Shopping online: una visione generale
Uno dei più grandi cambiamenti che Internet ha portato nell'ambito del marketing è sicuramente la possibilità di fare acquisti online. I dati degli ultimi anni parlano chiaro: lo shopping online ha preso il sopravvento su quello fatto nei tradizionali negozi; anche in Italia, dove solitamente i ‘cambiamenti’ arrivano in ritardo. Ovviamente le incertezze persistono. In questo articolo, vorrei approfondire i pro e i contro sia di acquistare, divenuto ormai consuetudine, ma anche di vendere. Sempre più infatti sono i ‘negozi’ virtuali che eliminano l’idea del locale fisico, nascendo e crescendo esclusivamente su Internet.
Lo shopping online spiegato in un'immagine - Fonte:Pixabay
Si decide di acquistare su Internet innanzitutto per comodità: avendo la possibilità di curiosare sui siti 24 ore su 24, 7 giorni su 7, comodamente dalla propria poltrona, evitando spostamenti, traffico, fila alle casse e probabili nervosismi, e dunque risparmiando tempo. In più si ha molta più varietà di scelta, sia come merce, potendo acquistare potenzialmente da un mercato mondiale e magari trovare articoli che non circolano fisicamente, sia come prezzi, essendoci molta concorrenza e spesso sconti solo per gli shop online.
Lo scoglio che lo shopping online sta cercando di superare è la mancanza di ‘fiducia’ degli acquirenti: ad esempio, la paura di sbagliare prodotto, o che esso sia diverso da quello previsto o di scarsa qualità.
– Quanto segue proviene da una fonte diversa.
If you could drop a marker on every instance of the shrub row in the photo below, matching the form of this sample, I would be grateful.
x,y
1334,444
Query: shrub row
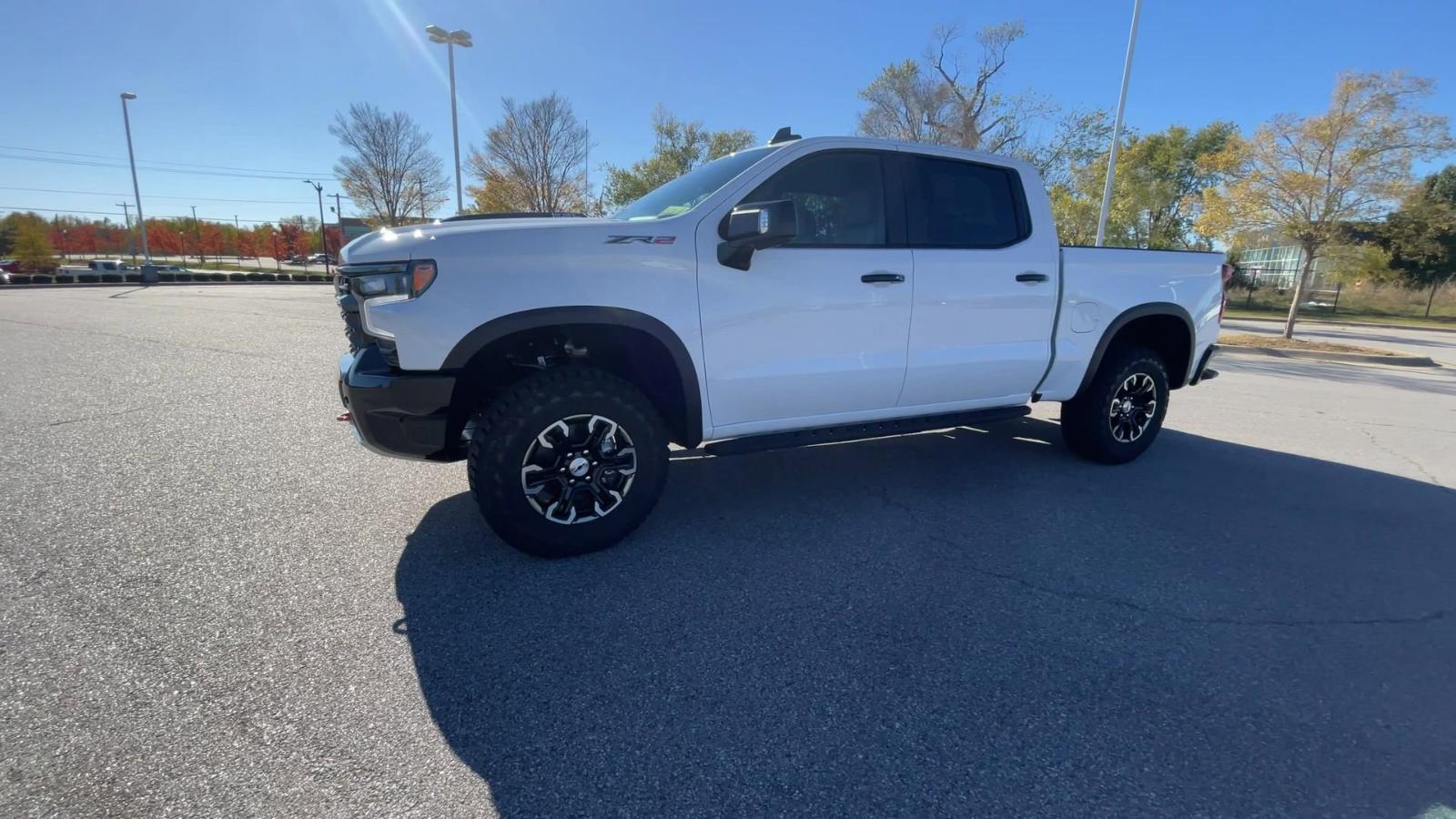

Questo dipende principalmente dal non poter vedere ‘dal vivo’ la merce che si sta acquistando. Per gli acquirenti ‘inesperti’, inoltre, ci sono i timori dovuti al pagamento, che si riconducono alla scarsa fiducia nel sito in sé. Questi dubbi, però, scompariranno con l’andar del tempo: eliminata l’ignoranza che sta alla base, la gente sarà più tranquilla ad inserire il numero della propria carta sulle pagine degli shop (ovviamente dopo aver controllato che siano affidabili).
In particolare per l'abbigliamento, si preferisce il negozio fisico per provare i capi - Fonte: Pixabay
Per quanto riguarda invece i venditori, i vantaggi sono ben più numerosi degli svantaggi. Bassissimi costi per l’apertura di una piattaforma, rispetto al grosso investimento e mantenimento di un negozio fisico e di tutto ciò che c’è dietro; riduzione dei prezzi e quindi maggiore competitività; possibilità di lavorare da casa e quindi gestire meglio il proprio tempo; questi sono i vantaggi più evidenti per un venditore online. Inoltre, la zona di mercato in questione non è più la città o, in generale, la regione territoriale del negozio, bensì si parla di mercato mondiale. I piccoli imprenditori sono molto più invogliati grazie anche alla facilità di pubblicizzare su Internet; le tecniche di marketing e i prodotti sono sempre aggiornati attraverso la possibilità di monitorare le informazioni: la tracciabilità dei dati (ad esempio attraverso strumenti come Google Analytics ) permette di capire meglio, di giorno in giorno, come cambia il mercato. Forse lo svantaggio maggiore per chi decide di aprire uno shop online è la concorrenza spietata, che può essere però abbattuta attraverso qualità dei prodotti e fiducia da parte del cliente.
Negozio su un dispositivo mobile - Fonte: Pixabay
In conclusione, la possibilità di acquistare e vendere online è la dimostrazione del fatto che la nascita di Internet ha rivoluzionato qualsiasi campo, in particolare quello del marketing, e di conseguenza il mondo si deve adattare a ciò, e, a quanto risulta dai dati, la società sta accettando questo cambiamento.